FOr my whole life, I have been bullied, called fat, stupid, crazy, and psycho. I weigh 84kg today, and i’m only 14. I starve myself. I have depression. When I was 11, my brother died in a car accident. When I was 12, My cousin comitted suicide. We were so close and it has ripped my world apart into little tiny pieces. I cut myself. I consider suicide almost every day, like it’s something I have to do. Someone, help me. Please.
2 comments
Gwalker I’m really sorry to hear of your losses and pain. Can you tell us a bit more about where you’re at now, are you receiving psychiatric help, where are your parents in all this, are you attending school?
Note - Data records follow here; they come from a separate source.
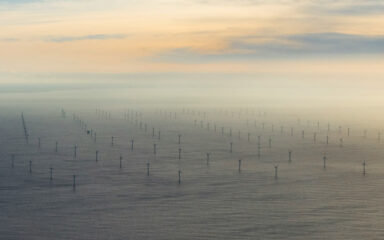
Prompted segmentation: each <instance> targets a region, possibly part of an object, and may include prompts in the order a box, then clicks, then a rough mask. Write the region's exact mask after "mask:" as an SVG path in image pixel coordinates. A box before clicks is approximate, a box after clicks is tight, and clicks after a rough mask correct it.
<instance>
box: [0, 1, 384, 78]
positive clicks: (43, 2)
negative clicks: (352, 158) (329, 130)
mask: <svg viewBox="0 0 384 240" xmlns="http://www.w3.org/2000/svg"><path fill="white" fill-rule="evenodd" d="M383 55H384V1H382V0H316V1H313V0H81V1H79V0H0V82H9V81H16V80H20V79H23V80H24V81H25V80H28V79H32V78H34V79H36V78H41V79H54V80H52V81H58V79H64V78H71V79H73V78H77V79H86V78H91V77H94V76H95V74H96V75H99V76H114V77H116V78H122V77H121V76H138V75H139V76H140V75H143V76H150V77H151V78H156V77H159V78H160V77H164V76H169V74H170V73H172V74H176V75H177V76H178V77H179V76H184V75H185V76H186V75H188V74H189V75H191V74H194V75H193V76H195V75H196V74H205V75H206V76H208V75H209V76H217V78H220V77H224V76H227V77H228V76H232V74H240V75H243V76H248V77H249V76H250V75H252V76H262V77H282V76H286V77H287V78H308V77H310V78H312V79H318V78H319V77H321V76H333V78H332V80H333V79H334V78H340V79H344V80H345V79H349V80H350V81H355V82H356V81H357V82H363V81H367V80H370V81H374V82H380V81H381V80H383V79H382V78H383V77H382V76H384V58H383ZM167 74H168V75H167ZM31 81H32V80H31ZM313 81H315V80H313Z"/></svg>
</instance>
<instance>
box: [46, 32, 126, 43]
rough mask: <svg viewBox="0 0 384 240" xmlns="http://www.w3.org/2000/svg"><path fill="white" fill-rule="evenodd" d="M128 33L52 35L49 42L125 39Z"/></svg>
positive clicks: (57, 42) (72, 41) (49, 40)
mask: <svg viewBox="0 0 384 240" xmlns="http://www.w3.org/2000/svg"><path fill="white" fill-rule="evenodd" d="M126 37H127V35H125V34H93V35H84V36H61V37H50V38H48V39H47V41H49V42H57V43H62V42H73V41H82V40H108V39H124V38H126Z"/></svg>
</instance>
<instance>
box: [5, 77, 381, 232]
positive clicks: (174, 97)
mask: <svg viewBox="0 0 384 240" xmlns="http://www.w3.org/2000/svg"><path fill="white" fill-rule="evenodd" d="M219 83H220V82H210V83H209V84H207V85H204V86H202V85H199V84H196V83H188V82H183V83H177V82H176V83H175V82H157V83H154V82H146V83H142V82H141V83H140V84H135V83H130V84H115V85H114V84H108V85H104V84H99V85H98V86H96V87H89V88H87V87H86V84H85V85H84V86H85V87H84V86H81V87H80V88H77V87H76V86H67V87H63V86H60V87H57V86H56V87H55V86H51V87H49V88H47V87H45V89H44V91H41V89H39V88H38V87H35V88H34V90H33V91H25V89H23V88H21V89H17V88H15V87H14V88H13V89H10V88H8V90H7V91H3V93H2V94H1V100H2V102H1V105H0V110H1V114H0V133H1V134H0V142H1V145H0V152H1V161H0V190H1V194H0V208H1V213H0V220H1V222H2V225H1V227H0V236H2V238H4V239H127V238H129V239H324V238H329V239H374V238H377V239H380V238H383V235H384V232H383V231H382V228H381V220H380V219H381V216H382V214H383V211H384V207H383V206H382V204H379V203H380V201H381V199H382V198H383V194H382V191H381V186H382V185H383V184H384V178H383V177H382V174H383V172H384V164H383V162H382V156H383V154H384V152H383V148H382V144H383V143H382V141H381V130H382V127H381V125H380V122H379V120H380V119H381V118H382V117H381V115H382V114H381V112H379V111H378V110H377V107H378V106H380V104H381V103H380V102H377V101H376V102H375V104H376V105H374V104H372V102H371V101H372V99H365V98H360V101H358V100H356V99H355V100H353V101H346V100H343V101H339V102H338V100H340V99H342V96H345V98H346V99H352V97H351V96H350V95H349V94H350V93H352V90H350V92H348V91H349V90H348V91H347V92H346V93H345V95H342V94H343V91H342V90H338V91H337V90H335V89H333V90H329V91H327V90H325V89H316V88H308V89H305V90H303V89H295V88H293V87H292V88H289V87H288V88H284V89H281V88H278V87H276V86H274V85H273V84H272V83H271V85H269V86H266V85H264V86H258V85H257V84H256V83H250V82H241V84H238V85H234V84H230V83H225V84H219ZM58 89H61V90H60V91H58ZM63 89H64V90H63ZM353 91H357V92H358V90H356V89H355V90H353ZM364 91H365V90H362V91H360V94H363V92H364ZM326 92H327V94H328V95H327V97H324V96H323V94H324V93H326ZM373 92H374V91H373ZM351 95H353V94H351ZM5 100H6V102H5ZM356 102H360V104H356ZM62 110H63V112H62ZM22 112H23V115H24V117H25V125H26V130H27V133H28V144H27V143H26V139H25V135H24V130H23V125H22V120H21V113H22ZM64 113H65V114H64ZM64 115H65V117H64ZM159 135H160V136H159ZM179 135H180V144H179ZM112 137H113V144H112ZM38 139H40V146H39V140H38ZM132 139H133V140H134V144H133V147H132ZM327 139H328V144H327ZM56 142H57V150H56ZM231 143H232V152H231V149H230V146H231ZM154 144H156V154H154ZM75 146H76V157H75V154H74V147H75ZM132 148H133V149H132ZM179 149H180V150H179ZM96 151H98V156H97V159H96ZM179 151H180V155H179ZM289 151H291V152H292V156H291V162H290V161H289ZM207 153H209V159H207ZM12 155H14V157H12ZM120 155H121V156H122V160H121V168H120ZM324 156H326V166H325V167H324V160H323V157H324ZM239 159H241V170H240V171H239ZM364 161H366V175H364V174H363V169H364V166H363V162H364ZM275 166H278V168H277V171H278V173H277V178H275ZM50 168H52V180H51V181H50V173H51V172H50V171H51V170H50ZM179 170H180V171H181V173H180V176H181V178H180V181H181V183H180V184H179V183H178V171H179ZM148 173H149V176H148V175H147V174H148ZM73 175H76V188H75V189H73Z"/></svg>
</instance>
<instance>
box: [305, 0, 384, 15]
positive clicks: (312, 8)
mask: <svg viewBox="0 0 384 240" xmlns="http://www.w3.org/2000/svg"><path fill="white" fill-rule="evenodd" d="M301 10H302V11H303V12H307V13H312V14H317V15H319V14H320V15H336V16H359V15H378V14H383V12H384V3H383V2H382V1H377V0H365V1H357V0H344V1H328V0H325V2H324V1H320V2H312V3H310V4H308V5H306V6H305V7H304V8H302V9H301Z"/></svg>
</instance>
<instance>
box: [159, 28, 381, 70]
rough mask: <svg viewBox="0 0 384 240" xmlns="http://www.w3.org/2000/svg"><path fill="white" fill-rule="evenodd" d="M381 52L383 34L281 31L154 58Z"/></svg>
mask: <svg viewBox="0 0 384 240" xmlns="http://www.w3.org/2000/svg"><path fill="white" fill-rule="evenodd" d="M358 55H359V56H360V55H384V36H366V35H352V34H341V33H313V34H298V35H284V36H278V37H274V38H266V37H265V36H243V37H240V38H236V39H231V40H230V41H229V45H228V48H227V49H225V50H222V51H221V52H218V53H214V54H211V53H207V54H205V53H201V52H198V51H196V50H194V49H192V48H175V49H171V50H169V51H166V52H163V53H161V54H159V55H158V56H155V57H154V58H153V59H152V60H154V61H171V62H173V61H183V62H191V63H193V62H217V61H233V60H235V61H236V60H252V59H255V60H262V59H287V58H308V57H309V58H322V57H340V56H341V57H346V56H347V57H353V56H358Z"/></svg>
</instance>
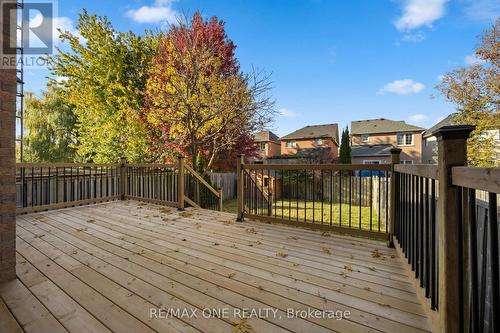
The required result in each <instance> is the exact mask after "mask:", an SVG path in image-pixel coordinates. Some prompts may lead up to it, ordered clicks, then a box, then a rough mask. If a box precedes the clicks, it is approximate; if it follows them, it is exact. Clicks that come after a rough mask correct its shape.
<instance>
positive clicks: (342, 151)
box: [339, 126, 352, 164]
mask: <svg viewBox="0 0 500 333" xmlns="http://www.w3.org/2000/svg"><path fill="white" fill-rule="evenodd" d="M350 140H351V139H350V137H349V128H348V127H347V126H346V128H345V129H344V130H343V131H342V139H341V141H340V153H339V155H340V162H341V163H342V164H351V160H352V159H351V144H350Z"/></svg>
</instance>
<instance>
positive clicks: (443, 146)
mask: <svg viewBox="0 0 500 333" xmlns="http://www.w3.org/2000/svg"><path fill="white" fill-rule="evenodd" d="M473 130H474V127H473V126H467V125H464V126H444V127H441V128H439V129H438V130H436V131H435V132H434V133H433V135H434V136H435V137H436V138H437V141H438V178H439V186H438V193H439V196H438V207H437V209H438V228H439V229H438V230H439V231H438V235H439V239H438V253H439V259H438V260H439V304H438V309H439V310H438V311H439V328H440V332H461V331H462V327H461V326H462V325H461V322H462V319H463V318H462V312H461V310H462V309H461V303H462V302H461V300H462V272H461V265H462V259H463V258H462V248H461V246H462V244H461V241H462V226H461V221H460V213H461V212H460V211H459V210H458V209H457V202H458V199H459V196H460V191H459V189H458V188H457V187H456V186H453V185H452V178H451V168H452V167H454V166H463V165H465V164H466V163H467V138H468V137H469V134H470V132H472V131H473Z"/></svg>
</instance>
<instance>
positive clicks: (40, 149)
mask: <svg viewBox="0 0 500 333" xmlns="http://www.w3.org/2000/svg"><path fill="white" fill-rule="evenodd" d="M25 101H26V108H25V111H24V131H25V133H24V136H23V153H24V161H26V162H72V161H73V160H74V158H75V147H76V145H77V142H78V139H77V134H76V128H75V126H76V116H75V114H74V107H73V106H72V105H71V104H68V103H66V101H65V100H64V98H62V97H61V96H60V95H59V94H58V93H57V92H56V91H55V90H54V89H50V88H49V89H48V90H47V91H45V92H42V94H41V96H40V97H37V96H35V95H34V94H33V93H27V94H25Z"/></svg>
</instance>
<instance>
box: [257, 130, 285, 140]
mask: <svg viewBox="0 0 500 333" xmlns="http://www.w3.org/2000/svg"><path fill="white" fill-rule="evenodd" d="M254 140H255V141H256V142H264V141H265V142H267V141H279V140H280V139H279V137H278V136H277V135H276V134H274V133H273V132H271V131H262V132H259V133H257V134H255V136H254Z"/></svg>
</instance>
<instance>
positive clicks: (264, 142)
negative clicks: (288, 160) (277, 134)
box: [254, 131, 281, 162]
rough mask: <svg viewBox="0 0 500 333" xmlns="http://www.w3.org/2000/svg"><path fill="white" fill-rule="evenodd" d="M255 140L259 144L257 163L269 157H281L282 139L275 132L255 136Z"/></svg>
mask: <svg viewBox="0 0 500 333" xmlns="http://www.w3.org/2000/svg"><path fill="white" fill-rule="evenodd" d="M254 140H255V142H256V143H257V156H256V158H255V162H259V161H263V160H265V159H267V158H269V157H273V156H279V155H280V152H281V144H280V139H279V137H278V136H277V135H276V134H274V133H273V132H271V131H262V132H259V133H257V134H255V137H254Z"/></svg>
I just think we need to break things down a bit more into bite sized chunks as it were, to be able to really help you? Who in your life can you call on for support gwalker?
Best wishes, Zoe
As difficult as things are for you now, and I am in no way saying they aren’t really hard, the good news is that the bullies will go away. In a few years, they’ll end up alone because they treat people like shit. Don’t listen to a word those idiots say. Often when people bully it’s due to their own insecurities, so when they call you ‘fat’ or ‘stupid’ it’s basically a self-reflection they’re trying to deny by accusing other people of these things. I am very sorry to hear about your brother and cousin. Losing people you are close to is really hard, especially when you are already going through tough times. Starving yourself will NOT help. If you are serious about losing weight, and not because you think you’re fat, but because you want to improve your health and feel better about yourself. Cutting is not the answer although I know first hand the temptation of it and the control it provides as I struggle with it too. You are lucky in that the bullies are other people, rather than yourself, so it will be easier for you to realize the good things about yourself. First good thing I notice just from this is that you aren’t a jerk who makes people feel bad about themselves by calling them names that target their insecurities. When you’re nice to people, they’ll want to be around you more often. I wish you good luck and hope that you take care of yourself and not give in to the ‘easy out’ suicide seems to give.